Keduanya terlibat obrolan seru. Haris merasa senang karena ayahnya memberikan banyak sekali masukan kepadanya. Dan seperti apa yang disarankan oleh ayahnya, diapun menulis kalimat yang harus dia ucapkan besok. Dia mulai berlatih, mengucapkan kalimat itu berkali-kali. Kadang dia tertawa sendiri saat mengucapkan sambil menghadap cermin. Geli rasanya. Tapi mau tak mau dia harus terus melakukannya.

“Selain buat latihan biar lancar, itu juga biar kamu bisa melihat ekspresimu sendiri waktu ngucapin itu. Banyangin aja yang ada di depan cermin itu bukan kamu, tapi penghulu,” jawab ayahnya waktu dia bertanya kenapa harus berlatih di depan cermin, karena dia sangat geli melakukannya.

Akhirnya Harispun paham dengan maksud ayahnya. Kembali dia berlatih. Bahkan saat Rani pulang dari kampusnya, sampai tertawa melihat apa yang dilakukan oleh Haris. Haris sempat jengkel, tapi dia malah tertawa karena Rani dijewer oleh ayahnya. Haris kemudian melanjutkan latihannya sampai benar-benar merasa lancar. Yang terakhir, dia berlatih dengan ayahnya, dimana ayahnya berperan sebagai penghulu. Beberapa kali dia mengulanginya sampai dirasa sudah benar-benar mantap.

 

+++
===
+++​

Keesokan harinya, tampak pemandangan yang sedikit berbeda di sebuah masjid yang letaknya tak jauh dari sebuah gedung serba guna. Pagi ini adalah acara akad nikah Haris dan Anin. Haris yang sudah berpakaian rapi serba putih, tampak duduk bersila dengan badan tegap. Di hadapannya adalah seorang penghulu. Mereka sedang berjabat tangan saat penghulu itu mengucapkan apa yang harus diulangi oleh Haris.

Anin sendiri sedang berada di ruang terpisah, tapi bisa melihat apa yang terjadi di tempat Haris berada. Disana dia ditemani oleh ibu dan calon ibu mertuanya, juga beberapa orang lain yang semuanya adalah perempuan. Dia baru akan datang dan duduk di samping Haris ketika lelaki itu sudah disahkan menjadi suaminya.

Wajah Haris terlihat begitu tenang, jabatan tangannya dengan penghulu itu juga terasa mantap, tak terlihat oleh orang lain kalau Haris sedang merasakan kegugupan. Tapi yang sebenarnya, dia merasa benar-benar gugup. Dadanya berdegup kencang sekali. Ketakutan kembali menghampirinya, takut kalau nantinya salah ucap.
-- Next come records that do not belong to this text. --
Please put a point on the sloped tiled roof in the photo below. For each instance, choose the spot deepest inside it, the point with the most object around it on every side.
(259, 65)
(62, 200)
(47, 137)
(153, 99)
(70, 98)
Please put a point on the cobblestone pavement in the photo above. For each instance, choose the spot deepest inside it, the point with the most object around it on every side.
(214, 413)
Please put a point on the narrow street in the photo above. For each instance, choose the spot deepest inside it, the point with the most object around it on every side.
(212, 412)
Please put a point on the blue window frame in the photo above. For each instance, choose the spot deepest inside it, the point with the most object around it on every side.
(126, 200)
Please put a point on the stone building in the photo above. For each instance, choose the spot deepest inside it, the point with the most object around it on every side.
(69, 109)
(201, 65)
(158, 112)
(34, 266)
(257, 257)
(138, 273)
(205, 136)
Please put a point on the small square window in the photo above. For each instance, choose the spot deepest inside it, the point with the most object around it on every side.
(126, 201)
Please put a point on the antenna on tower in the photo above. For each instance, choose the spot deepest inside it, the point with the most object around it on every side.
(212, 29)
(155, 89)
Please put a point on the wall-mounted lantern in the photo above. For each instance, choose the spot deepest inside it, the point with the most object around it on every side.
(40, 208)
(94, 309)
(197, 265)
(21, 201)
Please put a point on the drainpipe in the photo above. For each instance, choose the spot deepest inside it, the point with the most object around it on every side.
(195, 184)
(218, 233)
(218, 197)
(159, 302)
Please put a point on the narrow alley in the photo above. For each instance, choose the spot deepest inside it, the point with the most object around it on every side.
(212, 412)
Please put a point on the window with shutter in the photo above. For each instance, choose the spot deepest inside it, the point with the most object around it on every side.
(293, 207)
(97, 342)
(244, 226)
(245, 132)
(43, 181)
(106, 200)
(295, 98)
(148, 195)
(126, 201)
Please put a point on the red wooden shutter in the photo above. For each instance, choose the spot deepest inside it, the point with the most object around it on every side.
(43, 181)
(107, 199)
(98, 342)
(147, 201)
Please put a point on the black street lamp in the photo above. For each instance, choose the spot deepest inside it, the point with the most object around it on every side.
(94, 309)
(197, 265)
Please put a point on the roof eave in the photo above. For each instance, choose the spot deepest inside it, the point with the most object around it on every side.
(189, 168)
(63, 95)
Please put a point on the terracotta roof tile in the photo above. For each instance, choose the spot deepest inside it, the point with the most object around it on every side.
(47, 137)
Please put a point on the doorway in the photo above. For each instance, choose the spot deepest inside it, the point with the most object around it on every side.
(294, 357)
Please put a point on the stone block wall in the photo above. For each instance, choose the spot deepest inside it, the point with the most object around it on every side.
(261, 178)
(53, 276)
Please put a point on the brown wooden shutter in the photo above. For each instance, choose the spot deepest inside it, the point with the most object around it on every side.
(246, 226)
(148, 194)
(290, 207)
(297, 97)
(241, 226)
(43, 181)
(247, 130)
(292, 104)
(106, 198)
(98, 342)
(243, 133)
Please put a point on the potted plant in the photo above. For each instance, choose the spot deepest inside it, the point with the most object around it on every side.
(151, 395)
Bahkan sejak tadi dia membatin kata-kata yang harus dia ucapkan itu berulang-ulang, hingga kini saatnya dia benar-bener harus mengucapkannya. Anin yang berada di ruangan sebelahpun ikut deg-degan menunggu kata-kata itu terlontar dari mulut Haris.

“Saya terima nikahnya Anindya Sahari binti Aziz Sahari dengan mas kawin yang tersebut dibayar tunai!”

Dengan sekali tarikan nafas, dengan cukup mantap Haris mengucapkannya.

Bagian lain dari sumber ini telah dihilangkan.